Laboratory of Optical Bioimaging and Spectroscopy
Multimolecular Super Resolution Metabolic Imaging in Aging and Diseases
My Lab is transforming SRS microscopy into a super resolution (~59nm) multimolecular metabolic imaging platform by developing Adam optimization-based Pointillism Deconvolution (A-PoD) and penalized reference matching (PRM) algorithms.
By applying A-PoD to spatially co-register multi-photon fluorescence (MPF) imaging and deuterium oxide (D2O)-probed SRS (DO-SRS) imaging from diverse samples, we compared nanoscopic distributions of proteins and lipids in cells and subcellular organelles.
We successfully differentiated newly synthesized lipids in lipid droplets using A-PoD coupled with DO-SRS. The A-PoD-enhanced DO-SRS imaging method was also applied to reveal the metabolic change in brain samples from Drosophila on different diets during aging processes. We discovered sex dependent lipid metabolic changes in certain brain cells. See more details in our published papers and uploaded manuscripts.
This method allows us to quantitatively measure the nanoscopic co-localization of biomolecules and metabolic dynamics in cellular organelles. It shows a wide range of applications, from nano-scale measurements of biomolecules to processing astronomical images.
Further, integrating it with bioorthogonal labeling, multiphoton fluorescence (MPF), and second harmonic generation (SHG), we obtain a multimodal imaging system.
The enzymatic incorporation of deuterium (D) into newly synthesized biomolecules will generate a unique chemical bond called carbon-deuterium (C-D) bonds.

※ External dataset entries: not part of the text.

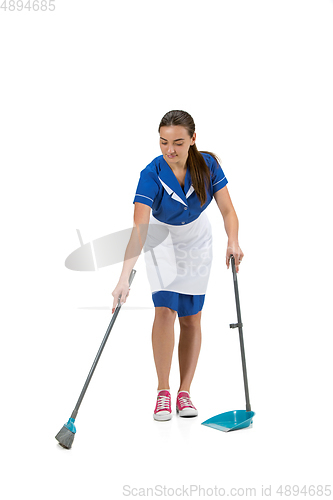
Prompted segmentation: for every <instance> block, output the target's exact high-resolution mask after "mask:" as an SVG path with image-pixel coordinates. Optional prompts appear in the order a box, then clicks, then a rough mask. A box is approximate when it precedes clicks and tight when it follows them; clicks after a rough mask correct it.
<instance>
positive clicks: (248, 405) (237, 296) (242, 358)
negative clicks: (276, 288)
mask: <svg viewBox="0 0 333 500" xmlns="http://www.w3.org/2000/svg"><path fill="white" fill-rule="evenodd" d="M230 257H231V267H232V274H233V279H234V288H235V298H236V309H237V320H238V323H232V324H231V325H230V328H237V327H238V331H239V342H240V348H241V355H242V366H243V379H244V388H245V400H246V411H251V405H250V396H249V387H248V383H247V372H246V361H245V350H244V339H243V324H242V318H241V313H240V304H239V294H238V282H237V272H236V266H235V258H234V256H233V255H231V256H230Z"/></svg>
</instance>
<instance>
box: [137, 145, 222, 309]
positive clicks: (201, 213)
mask: <svg viewBox="0 0 333 500" xmlns="http://www.w3.org/2000/svg"><path fill="white" fill-rule="evenodd" d="M201 154H202V156H203V157H204V159H205V161H206V164H207V165H208V167H209V170H210V174H211V175H210V185H209V189H208V191H207V190H206V192H207V200H206V203H205V204H204V205H203V206H202V207H201V206H200V200H199V198H198V197H197V195H196V193H195V191H194V188H193V185H192V180H191V175H190V171H189V169H187V170H186V176H185V185H184V189H182V187H181V185H180V183H179V181H178V179H177V177H176V176H175V174H174V172H173V170H172V169H171V167H170V166H169V165H168V163H167V162H166V160H165V159H164V157H163V155H160V156H157V157H156V158H155V159H154V160H153V161H152V162H151V163H150V164H149V165H147V166H146V167H145V168H144V169H143V170H141V172H140V179H139V182H138V185H137V189H136V193H135V197H134V200H133V203H136V202H138V203H143V204H145V205H148V206H149V207H151V209H152V212H151V219H153V220H154V221H155V222H158V221H159V222H160V223H161V225H162V227H163V228H164V227H166V228H174V229H175V230H177V231H178V233H179V232H180V231H182V230H181V229H180V228H181V227H183V228H184V232H185V228H188V229H189V230H190V229H191V227H195V225H196V224H197V227H201V228H202V227H203V226H202V223H203V224H204V223H205V221H207V222H206V224H207V223H208V224H209V221H208V219H205V217H206V214H203V212H204V210H205V209H206V208H207V207H208V205H209V204H210V202H211V201H212V199H213V195H214V193H216V191H218V190H219V189H222V188H223V187H224V186H225V185H226V184H227V183H228V180H227V179H226V177H225V175H224V172H223V170H222V168H221V166H220V165H219V163H218V162H217V161H216V160H215V158H214V157H213V156H211V155H209V154H207V153H201ZM199 218H200V219H199ZM199 220H200V221H203V222H202V223H201V226H200V224H199ZM188 225H189V226H188ZM209 226H210V225H209ZM200 231H201V230H200ZM201 232H202V231H201ZM207 234H208V235H209V232H208V233H207ZM204 237H205V235H204ZM188 286H189V285H188ZM191 286H192V285H191ZM198 287H199V288H197V290H199V292H198V291H197V292H195V293H180V292H179V291H172V290H166V289H165V288H167V287H165V286H160V287H158V286H157V287H156V286H155V289H154V291H153V292H152V299H153V302H154V306H155V307H161V306H164V307H169V308H170V309H173V310H175V311H177V313H178V316H179V317H182V316H190V315H193V314H197V313H198V312H199V311H201V310H202V307H203V304H204V300H205V294H204V293H200V285H198ZM156 288H160V289H159V290H157V289H156ZM170 288H171V289H172V285H171V286H170ZM179 289H182V288H181V287H180V288H179ZM191 290H192V288H191ZM188 291H190V290H188Z"/></svg>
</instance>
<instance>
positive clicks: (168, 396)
mask: <svg viewBox="0 0 333 500" xmlns="http://www.w3.org/2000/svg"><path fill="white" fill-rule="evenodd" d="M169 401H170V397H169V396H163V395H162V394H161V396H158V397H157V408H156V411H158V410H169Z"/></svg>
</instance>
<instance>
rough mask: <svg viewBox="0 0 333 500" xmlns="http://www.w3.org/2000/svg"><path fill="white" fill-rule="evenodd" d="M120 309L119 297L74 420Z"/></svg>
mask: <svg viewBox="0 0 333 500" xmlns="http://www.w3.org/2000/svg"><path fill="white" fill-rule="evenodd" d="M135 273H136V271H135V269H132V271H131V274H130V277H129V279H128V283H129V286H131V284H132V281H133V278H134V276H135ZM120 308H121V305H120V297H119V299H118V305H117V307H116V309H115V311H114V313H113V315H112V319H111V321H110V324H109V326H108V329H107V330H106V334H105V335H104V338H103V341H102V343H101V346H100V348H99V349H98V353H97V355H96V357H95V360H94V362H93V364H92V367H91V369H90V372H89V375H88V377H87V380H86V382H85V384H84V386H83V389H82V391H81V394H80V397H79V399H78V401H77V403H76V406H75V408H74V410H73V413H72V415H71V418H74V419H75V418H76V415H77V412H78V411H79V408H80V405H81V403H82V399H83V397H84V395H85V393H86V390H87V388H88V385H89V383H90V380H91V378H92V376H93V373H94V371H95V368H96V366H97V363H98V360H99V358H100V357H101V354H102V352H103V349H104V347H105V344H106V341H107V340H108V337H109V335H110V332H111V330H112V327H113V325H114V322H115V321H116V319H117V316H118V314H119V311H120Z"/></svg>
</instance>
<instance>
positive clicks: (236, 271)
mask: <svg viewBox="0 0 333 500" xmlns="http://www.w3.org/2000/svg"><path fill="white" fill-rule="evenodd" d="M231 255H233V256H234V258H235V266H236V273H238V271H239V264H240V263H241V262H242V259H243V257H244V254H243V252H242V250H241V248H240V246H239V244H238V241H228V247H227V254H226V264H227V268H228V269H229V264H230V256H231Z"/></svg>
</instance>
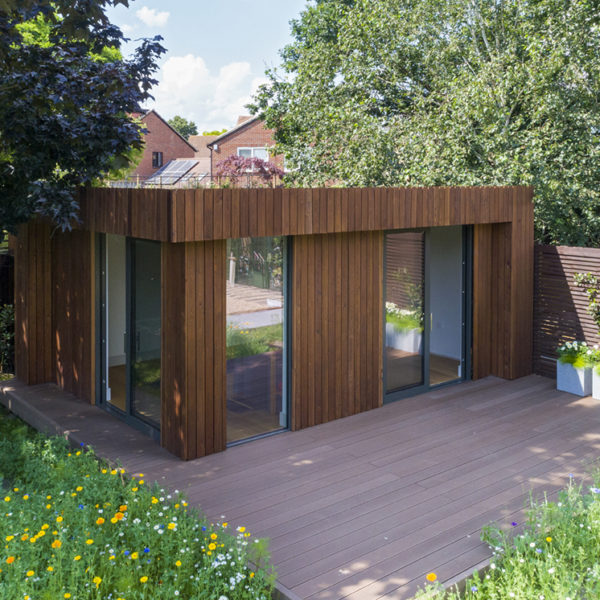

Within the broad vibrational spectra of C-D bonds, we discovered lipid-, protein-, carbohydrate-, and DNA/RNA-specific Raman shifts, and developed spectral unmixing methods to achieve macromolecular selectivity.
Figure: Schematic of workflow of bioorthogonal super resolution multimolecular imaging platform . Scale bar: 10 μ m
As Lipids play crucial roles in many biological processes under physiological and pathological conditions. Mapping spatial distribution and examining metabolic dynamics of different lipids in cells and tissues are critical for understanding aging and diseases.
Commonly used imaging methods, including mass spectrometry-based technologies or labeled imaging techniques, tend to disrupt the native environment of cells/tissues and have limited spatial or spectral resolution, while traditional optical imaging techniques still lack the capacity to distinguish chemical differences between lipid subtypes.
To overcome these limitations, we developed a new hyperspectral imaging platform that integrates a Penalized Reference Matching algorithm with Stimulated Raman Scattering (PRM-SRS) microscopy. With this new approach, we directly visualized and identified multiple lipid species in cells and tissues in situ with high chemical specificity and subcellular resolution. See more details in our published papers and uploaded manuscripts.